Coronavirus: faut-il tracer les clients des bars et des restaurants?

"Des cas de non-réponse ont pu être rencontrés sur le terrain (…) Toutefois, nous ne disposons pas à ce jour d’une vision globale et statistiquement étayée du phénomène", pose désormais l'Assurance Maladie. La déclaration de l'organisme - dont le personnel doit s'enquérir des personnes ayant été en contact avec les individus infectés par le coronavirus, les informer, et leur recommander de s'isoler et de se faire dépister - dit toute la difficulté du pproblème: si de tels refus sont difficiles à quantifier, il apparaît en effet que nos concitoyens sont de plus en plus nombreux à rechigner à indiquer leurs cas contacts après avoir été eux-mêmes testés positifs au Covid-19.
Défiance et vie privée
C'est en tout cas ce qu'a indiqué Aurélien Rousseau, directeur de l'Agence régionale de Santé d'Île-de-France sur le plateau d'Apolline Matin vendredi:
"Notre objectif à nous est de casser ces chaînes de contaminations, c’est comme ça qu’on peut étouffer ce virus. C’est vrai que c’est contraignant d’être mis à l’isolement, personne ne le nie, mais c’est comme ça qu’on protège et qu’on se protège."
Devant nos caméras, des Français se sont démandés s'ils signaleraient les noms des personnes les ayant fréquentés avant le diagnostic covidien. "Pas de raison que je n'observe pas les consignes!" répond l'un, tandis qu'une autre appuie: "C’est hyper normal de filer les informations qu’il faut, ça ne me dérangerait pas." Mais, rapidement, le scepticisme pointe: "Je ne vois pas pourquoi, si j’étais testé positif, je devrais dire qui j’ai fréquenté", confie ainsi l'un des passants. C'est bien souvent le respect de la vie privée qui est au centre des inquiétudes. "Je n’ai pas envie d’être tracé! Ce sont des données personnelles qui n’intéressent que moi", affirme ainsi fermement un autre interlocuteur.
une alternative allemande?
Les Allemands proposent quant à eux une solution alternative.
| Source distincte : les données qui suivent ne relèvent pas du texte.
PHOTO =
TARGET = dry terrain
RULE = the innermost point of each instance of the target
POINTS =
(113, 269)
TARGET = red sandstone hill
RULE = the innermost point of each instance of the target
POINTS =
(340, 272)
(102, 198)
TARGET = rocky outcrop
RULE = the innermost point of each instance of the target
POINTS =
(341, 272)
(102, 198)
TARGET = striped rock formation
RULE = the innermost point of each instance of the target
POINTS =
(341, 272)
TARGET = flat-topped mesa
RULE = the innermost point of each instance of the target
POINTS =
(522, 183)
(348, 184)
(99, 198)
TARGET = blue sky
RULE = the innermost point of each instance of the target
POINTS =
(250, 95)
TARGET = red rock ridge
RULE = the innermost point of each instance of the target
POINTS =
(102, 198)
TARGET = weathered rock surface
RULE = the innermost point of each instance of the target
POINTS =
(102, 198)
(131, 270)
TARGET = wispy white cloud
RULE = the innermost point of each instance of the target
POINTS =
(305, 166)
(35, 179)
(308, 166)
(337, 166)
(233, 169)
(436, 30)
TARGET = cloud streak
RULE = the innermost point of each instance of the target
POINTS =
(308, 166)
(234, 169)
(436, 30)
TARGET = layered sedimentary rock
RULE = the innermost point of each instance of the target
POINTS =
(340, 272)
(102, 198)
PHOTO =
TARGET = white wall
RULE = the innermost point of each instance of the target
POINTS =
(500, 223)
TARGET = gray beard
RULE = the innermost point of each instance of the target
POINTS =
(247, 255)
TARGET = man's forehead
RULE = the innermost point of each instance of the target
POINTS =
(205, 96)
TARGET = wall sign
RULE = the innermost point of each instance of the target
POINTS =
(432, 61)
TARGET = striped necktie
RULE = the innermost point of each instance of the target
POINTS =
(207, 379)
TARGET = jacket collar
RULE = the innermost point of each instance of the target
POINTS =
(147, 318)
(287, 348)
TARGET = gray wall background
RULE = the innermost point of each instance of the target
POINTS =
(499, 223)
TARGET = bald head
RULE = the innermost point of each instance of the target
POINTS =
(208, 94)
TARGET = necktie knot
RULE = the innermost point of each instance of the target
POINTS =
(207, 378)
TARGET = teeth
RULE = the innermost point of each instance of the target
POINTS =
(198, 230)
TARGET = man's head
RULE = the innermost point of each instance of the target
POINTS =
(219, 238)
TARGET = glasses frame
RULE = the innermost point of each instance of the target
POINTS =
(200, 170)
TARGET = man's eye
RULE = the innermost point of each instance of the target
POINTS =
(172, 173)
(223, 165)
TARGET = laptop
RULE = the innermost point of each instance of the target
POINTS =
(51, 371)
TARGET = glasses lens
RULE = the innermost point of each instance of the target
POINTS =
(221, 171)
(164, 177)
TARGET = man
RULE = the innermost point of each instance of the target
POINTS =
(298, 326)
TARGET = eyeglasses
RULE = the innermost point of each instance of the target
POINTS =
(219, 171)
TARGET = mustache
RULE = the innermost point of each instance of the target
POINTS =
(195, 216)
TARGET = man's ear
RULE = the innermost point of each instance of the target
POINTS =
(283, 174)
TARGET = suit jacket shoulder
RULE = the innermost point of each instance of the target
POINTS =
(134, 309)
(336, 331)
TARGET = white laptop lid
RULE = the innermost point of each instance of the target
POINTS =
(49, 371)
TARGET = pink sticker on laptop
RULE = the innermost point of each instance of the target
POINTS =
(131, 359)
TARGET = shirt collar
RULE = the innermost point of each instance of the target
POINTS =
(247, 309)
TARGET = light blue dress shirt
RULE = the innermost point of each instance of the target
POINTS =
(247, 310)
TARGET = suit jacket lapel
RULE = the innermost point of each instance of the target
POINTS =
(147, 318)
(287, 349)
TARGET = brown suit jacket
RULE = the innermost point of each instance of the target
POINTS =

Au lieu d'avoir à lister les personnes éventuellement concernées, ils laissent leurs noms et coordonées à l'entrée des bars et des restaurants. "C’est plus simple pour les autorités de retrouver qui était où et de chercher les foyers d’infection", justifie une Allemande à notre micro. Un de ses compatriotes remarque: "Quand je dois donner des infos via mon smartphone je n’aime pas trop, ça m’effraie moins de le faire sur papier."
A Toulouse, où la même perspective de déclamer son état-civil et ses coordonées avant de se mettre à table ou en terrasse a été soumise aux badauds par notre antenne, la question a suscité des sons de cloche bien différents. Et là encore on craint pour son intimité. "C’est la vie privée. Sinon, dès qu’on achète une baguette de pain, on devra remplir une fiche", fait ainsi valoir l'un des interviewés.
Contrastes
La chose semble aussi ajouter au volume de travail qui alourdit déjà les épaules des serveurs et des gérants. "Je pense que ce ne serait pas viable. On a déjà du mal à faire appliquer correctement port du masque et désinfection alors remplir une fiche ça va être compliqué", souligne Magalie, responsable de bar toulousaine.
"Dans un bar, je ne vois pas trop comment ça peut être gérable de prendre les coordonnées de chaque client au vue du nombre de clients qui viennent", balaie quant à elle une femme travaillant dans un café.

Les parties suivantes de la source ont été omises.